Ribadisco: nel momento in cui sborsa i soldi, il lettore ha diritto al miglior romanzo che lo scrittore sia in grado di dare (il che non significa necessariamente un buon romanzo). Sulla produzione a venire, per me il lettore non ha alcun diritto. Non ha pagato un anticipo, come invece potrebbe aver fatto un editore, che allora giustamente può pretendere tutti i seguiti per cui ha sborsato
è chiaro che sian collaterali per te lettore della saga, ma permetti che uno con riguardo alla sua vita, stabilisca lui cos'è collaterale e cosa no?

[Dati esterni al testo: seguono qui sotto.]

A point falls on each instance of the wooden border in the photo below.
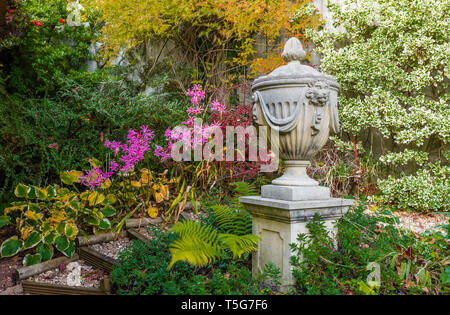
(40, 288)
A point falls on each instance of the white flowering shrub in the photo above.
(392, 59)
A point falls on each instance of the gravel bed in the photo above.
(144, 231)
(111, 249)
(89, 276)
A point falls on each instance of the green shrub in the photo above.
(409, 264)
(391, 59)
(40, 137)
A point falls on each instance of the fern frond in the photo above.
(190, 229)
(239, 244)
(194, 251)
(198, 244)
(233, 221)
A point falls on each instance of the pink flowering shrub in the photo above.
(127, 155)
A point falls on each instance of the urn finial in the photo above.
(293, 51)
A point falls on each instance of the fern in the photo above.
(233, 221)
(201, 245)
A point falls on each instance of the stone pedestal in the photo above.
(278, 222)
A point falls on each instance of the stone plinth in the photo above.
(278, 222)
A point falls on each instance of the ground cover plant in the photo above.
(409, 263)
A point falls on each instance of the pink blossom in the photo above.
(216, 106)
(196, 94)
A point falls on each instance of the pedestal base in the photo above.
(278, 222)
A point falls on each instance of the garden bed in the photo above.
(102, 251)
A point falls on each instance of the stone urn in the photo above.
(301, 104)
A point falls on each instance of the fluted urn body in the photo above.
(301, 104)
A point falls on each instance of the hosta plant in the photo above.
(51, 217)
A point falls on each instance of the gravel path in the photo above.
(111, 249)
(89, 276)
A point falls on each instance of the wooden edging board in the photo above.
(40, 288)
(101, 261)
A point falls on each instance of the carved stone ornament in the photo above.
(301, 103)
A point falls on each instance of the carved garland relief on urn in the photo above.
(301, 104)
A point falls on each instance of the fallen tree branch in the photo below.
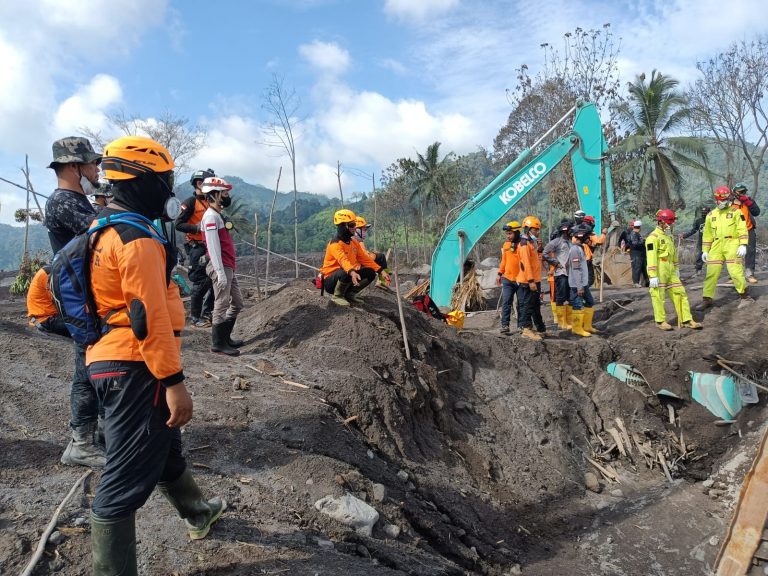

ecco, questo è un sacrosanto diritto del lettore. Ti sei stufato? Fanculo l'autore lento. Nulla da eccepire neanche qui.
responsabilità e produttività non possono implicare un lavoro ancora in divenire, a meno che esista un contratto che li vincola. Questo per me è la professionalità.
Quello di cui parli tu, sovrapponendo due cose che sono diverse, è una sorta di vincolo morale verso i lettori. Se Martin non lo sente, visto che non sta ammazzando nessuno, sono fatti suoi. Fermo restando il tuo simmetrico diritto a mandarlo a stendere per quella che senti come una mancanza 'etica'.
Non ho letto tutto quello che avete scritto, faccio una riflessione.
Terry Brooks continua a sfornare ottimi libri, anzi gli ultimi sempre migliori.
Di Martin ho finito di leggere l'ultimo libro quando ero alle superiori, fra un po' mi laureo e sono ancora qui ad aspettarlo.
Ma vada a quel paese.......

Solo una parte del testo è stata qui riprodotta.